Data-Centric Artificial Intelligence
Johannes Jakubik, Michael Vössing, Niklas Kühl, Jannis Walk, Gerhard Satzger
TL;DR
The paper argues that progress in AI has been overly model-centric, underutilizing the potential of systematic data design. It proposes data-centric AI as a complementary paradigm focused on refining and extending data (R1–R6 and E1–E3) to improve model performance plus maintainability, with a detailed framework and implications for Business & Information Systems Engineering across individual, organizational, and cross-organizational levels. Key contributions include clarifying terminology, outlining a two-dimensional data framework, and highlighting practical IS implications, governance needs, and tool support.
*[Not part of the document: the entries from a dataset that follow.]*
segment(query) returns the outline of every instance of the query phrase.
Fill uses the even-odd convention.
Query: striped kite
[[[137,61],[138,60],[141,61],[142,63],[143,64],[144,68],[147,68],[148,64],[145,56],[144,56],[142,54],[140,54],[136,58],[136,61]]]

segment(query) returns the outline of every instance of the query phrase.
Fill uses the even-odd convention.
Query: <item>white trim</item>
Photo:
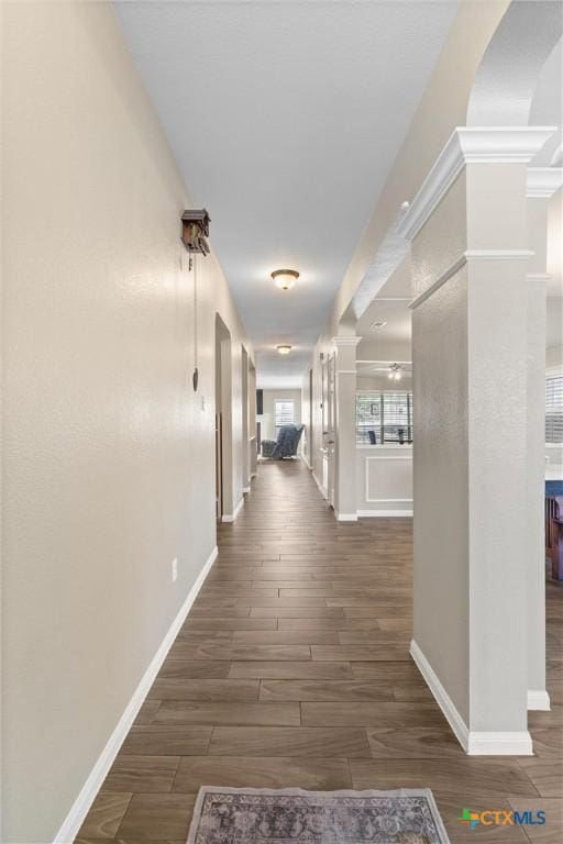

The work underscores the strategic value of data work, domain knowledge, and data governance in real-world AI deployments and calls for BISE research to advance these practices.
Abstract
Data-centric artificial intelligence (data-centric AI) represents an emerging paradigm emphasizing that the systematic design and engineering of data is essential for building effective and efficient AI-based systems. The objective of this article is to introduce practitioners and researchers from the field of Information Systems (IS) to data-centric AI. We define relevant terms, provide key characteristics to contrast the data-centric paradigm to the model-centric one, and introduce a framework for data-centric AI. We distinguish data-centric AI from related concepts and discuss its longer-term implications for the IS community.